Unlike his critics, Friedman has the law on his side. He also has the foresight Palestinian apologists lack, namely, the understanding that by recognizing Jerusalem as the indivisible capital of Israel, the United States will shatter the Palestinian fantasy of someday controlling Jerusalem. The pro-Palestinian and anti-Israel house of cards will then collapse as the refugees realize they will never return to homes they claim in Israel, and the PLO, Hamas and other terrorists’ hope to liberate Palestine from the river to the sea will be broken once and for all.

There is a nearly 70-year record of State Department incompetence in the Middle East. This includes an archive full of failed peace initiatives pushed by often well-meaning officials who simply refused to accept that the obstacle to peace is not Israel’s “right-wing government” and it is not the “occupation,” and it is not settlements.

The obstacle to peace is the refusal of Palestinians to accept the right of the Jewish people to self-determination in their homeland. They have maintained this position while rejecting offers of statehood or routes to independence in 1937, 1939, 1947, 1979, 1993, 2000, 2008 as well as the last seven years when they refused to negotiate with Israel despite having a President extremely sympathetic to Palestinian positions. And, incidentally, the settlement movement would have been stopped in its tracks at any of those junctures if the Palestinians chose peace over irredentism. So, if you want to blame anyone for the growth of settlements, you should start with Yasser Arafat and Mahmoud Abbas.

Finally, let me address the least substantive criticism of Friedman and that is the anger over his description of J Street as the equivalent of Jewish kapos. I will agree that this language was unacceptable and inappropriate. Nothing short of genocide should be compared to the Nazis.

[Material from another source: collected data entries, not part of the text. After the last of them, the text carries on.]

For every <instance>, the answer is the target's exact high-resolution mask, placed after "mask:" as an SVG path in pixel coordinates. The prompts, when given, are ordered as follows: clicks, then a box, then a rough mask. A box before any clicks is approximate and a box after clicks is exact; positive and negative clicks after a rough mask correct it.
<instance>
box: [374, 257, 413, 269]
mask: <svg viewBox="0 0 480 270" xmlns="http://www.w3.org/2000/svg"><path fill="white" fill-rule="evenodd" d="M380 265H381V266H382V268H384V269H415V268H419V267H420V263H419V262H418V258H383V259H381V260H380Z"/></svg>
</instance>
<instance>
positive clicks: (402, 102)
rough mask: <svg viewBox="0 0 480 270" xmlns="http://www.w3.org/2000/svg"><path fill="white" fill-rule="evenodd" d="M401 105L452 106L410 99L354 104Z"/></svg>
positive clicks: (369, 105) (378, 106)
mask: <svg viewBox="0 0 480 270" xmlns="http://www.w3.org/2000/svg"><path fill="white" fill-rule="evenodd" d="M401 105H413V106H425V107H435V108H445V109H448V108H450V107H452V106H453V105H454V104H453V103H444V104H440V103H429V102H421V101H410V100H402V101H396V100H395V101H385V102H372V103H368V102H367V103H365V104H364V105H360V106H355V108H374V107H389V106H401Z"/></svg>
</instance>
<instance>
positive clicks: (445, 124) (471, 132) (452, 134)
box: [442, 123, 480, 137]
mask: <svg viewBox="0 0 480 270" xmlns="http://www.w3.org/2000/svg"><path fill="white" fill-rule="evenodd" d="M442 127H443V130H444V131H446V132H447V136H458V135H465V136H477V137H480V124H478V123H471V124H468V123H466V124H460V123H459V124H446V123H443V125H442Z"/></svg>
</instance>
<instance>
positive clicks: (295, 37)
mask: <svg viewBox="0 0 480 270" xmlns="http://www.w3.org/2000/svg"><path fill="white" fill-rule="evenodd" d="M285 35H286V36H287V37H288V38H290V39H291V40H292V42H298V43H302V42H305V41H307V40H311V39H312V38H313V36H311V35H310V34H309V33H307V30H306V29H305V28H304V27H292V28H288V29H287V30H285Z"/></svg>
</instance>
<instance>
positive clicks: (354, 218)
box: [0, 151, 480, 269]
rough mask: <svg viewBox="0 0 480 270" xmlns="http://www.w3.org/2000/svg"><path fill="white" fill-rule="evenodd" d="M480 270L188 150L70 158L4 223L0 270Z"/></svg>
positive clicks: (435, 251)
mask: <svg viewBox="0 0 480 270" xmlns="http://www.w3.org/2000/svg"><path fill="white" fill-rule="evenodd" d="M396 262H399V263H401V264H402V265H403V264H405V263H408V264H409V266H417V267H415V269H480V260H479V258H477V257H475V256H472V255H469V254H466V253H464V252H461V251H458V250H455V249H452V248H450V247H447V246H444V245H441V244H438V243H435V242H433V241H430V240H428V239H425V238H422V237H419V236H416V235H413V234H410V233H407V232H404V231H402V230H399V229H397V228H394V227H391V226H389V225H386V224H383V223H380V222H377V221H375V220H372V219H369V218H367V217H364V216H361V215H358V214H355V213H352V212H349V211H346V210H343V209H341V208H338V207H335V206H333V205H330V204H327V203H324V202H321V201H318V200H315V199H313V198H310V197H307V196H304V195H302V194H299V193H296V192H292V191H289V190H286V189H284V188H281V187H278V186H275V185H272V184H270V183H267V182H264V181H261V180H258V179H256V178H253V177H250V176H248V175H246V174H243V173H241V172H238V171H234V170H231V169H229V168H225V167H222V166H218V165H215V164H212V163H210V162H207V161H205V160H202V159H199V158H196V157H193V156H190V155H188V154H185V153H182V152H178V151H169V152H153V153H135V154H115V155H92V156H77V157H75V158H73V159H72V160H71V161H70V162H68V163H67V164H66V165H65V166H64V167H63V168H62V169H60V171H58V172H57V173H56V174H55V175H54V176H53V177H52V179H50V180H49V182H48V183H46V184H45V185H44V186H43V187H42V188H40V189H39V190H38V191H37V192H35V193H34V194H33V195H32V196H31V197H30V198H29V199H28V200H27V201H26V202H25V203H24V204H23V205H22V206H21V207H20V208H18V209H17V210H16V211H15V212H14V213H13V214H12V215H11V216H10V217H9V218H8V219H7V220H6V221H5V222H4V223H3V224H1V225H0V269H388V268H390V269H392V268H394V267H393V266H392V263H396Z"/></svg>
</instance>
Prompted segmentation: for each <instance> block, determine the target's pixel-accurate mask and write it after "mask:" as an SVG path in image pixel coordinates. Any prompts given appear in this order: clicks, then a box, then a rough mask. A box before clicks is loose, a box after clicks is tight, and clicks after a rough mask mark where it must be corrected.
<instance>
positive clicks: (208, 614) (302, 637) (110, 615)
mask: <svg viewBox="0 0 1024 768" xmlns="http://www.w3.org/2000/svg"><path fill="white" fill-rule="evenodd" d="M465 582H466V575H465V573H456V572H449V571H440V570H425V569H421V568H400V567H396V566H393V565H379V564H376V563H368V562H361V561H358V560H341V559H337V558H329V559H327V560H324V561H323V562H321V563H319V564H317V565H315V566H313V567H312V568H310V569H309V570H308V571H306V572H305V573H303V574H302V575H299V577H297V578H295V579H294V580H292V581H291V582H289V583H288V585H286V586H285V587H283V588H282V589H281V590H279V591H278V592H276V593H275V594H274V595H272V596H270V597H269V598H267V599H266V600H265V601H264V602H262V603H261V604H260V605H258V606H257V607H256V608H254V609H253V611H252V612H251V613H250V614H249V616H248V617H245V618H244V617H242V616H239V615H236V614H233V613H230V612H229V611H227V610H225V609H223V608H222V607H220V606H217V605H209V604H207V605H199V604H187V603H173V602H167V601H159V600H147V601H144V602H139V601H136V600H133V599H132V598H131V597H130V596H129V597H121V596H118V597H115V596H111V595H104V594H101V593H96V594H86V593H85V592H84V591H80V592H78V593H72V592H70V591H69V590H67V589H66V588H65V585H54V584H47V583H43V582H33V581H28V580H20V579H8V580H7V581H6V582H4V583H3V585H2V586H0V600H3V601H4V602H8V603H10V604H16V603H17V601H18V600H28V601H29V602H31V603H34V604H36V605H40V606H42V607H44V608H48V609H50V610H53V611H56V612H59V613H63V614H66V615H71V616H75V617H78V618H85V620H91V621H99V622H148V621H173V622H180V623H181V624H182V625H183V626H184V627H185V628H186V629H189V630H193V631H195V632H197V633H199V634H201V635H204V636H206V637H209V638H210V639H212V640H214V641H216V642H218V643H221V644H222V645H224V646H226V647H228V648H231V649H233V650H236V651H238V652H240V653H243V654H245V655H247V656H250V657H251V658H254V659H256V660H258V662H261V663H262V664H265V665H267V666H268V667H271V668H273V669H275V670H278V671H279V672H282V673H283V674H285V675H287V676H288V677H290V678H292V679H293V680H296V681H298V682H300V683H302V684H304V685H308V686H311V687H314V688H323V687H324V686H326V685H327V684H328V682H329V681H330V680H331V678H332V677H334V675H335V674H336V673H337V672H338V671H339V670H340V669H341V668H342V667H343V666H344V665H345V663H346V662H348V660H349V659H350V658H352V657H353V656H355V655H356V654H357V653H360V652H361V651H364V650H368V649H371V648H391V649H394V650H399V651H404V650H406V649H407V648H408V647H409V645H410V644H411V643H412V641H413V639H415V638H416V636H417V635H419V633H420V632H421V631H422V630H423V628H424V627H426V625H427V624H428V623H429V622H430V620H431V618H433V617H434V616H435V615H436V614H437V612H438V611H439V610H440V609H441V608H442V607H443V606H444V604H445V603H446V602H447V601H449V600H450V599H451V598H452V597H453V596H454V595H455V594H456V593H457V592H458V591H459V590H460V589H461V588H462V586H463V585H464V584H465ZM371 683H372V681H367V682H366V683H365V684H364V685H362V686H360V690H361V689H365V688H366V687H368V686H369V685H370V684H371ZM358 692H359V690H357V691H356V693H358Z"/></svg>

The point he so indelicately made was consistent, however, with the views of those who do not consider J Street pro-Israel or pro-peace. Rather, J Street reflects the belief of some government officials and Jews on the extreme of the political left that Israelis don’t know what’s good for them and that their democratic process should be replaced by the judgment of Americans living safely 6,000 miles away. Donald Trump has made clear he wants to strengthen, not weaken, the U.S.-Israel relationship and he has chosen an ambassador to Israel well-suited to carrying out his policy.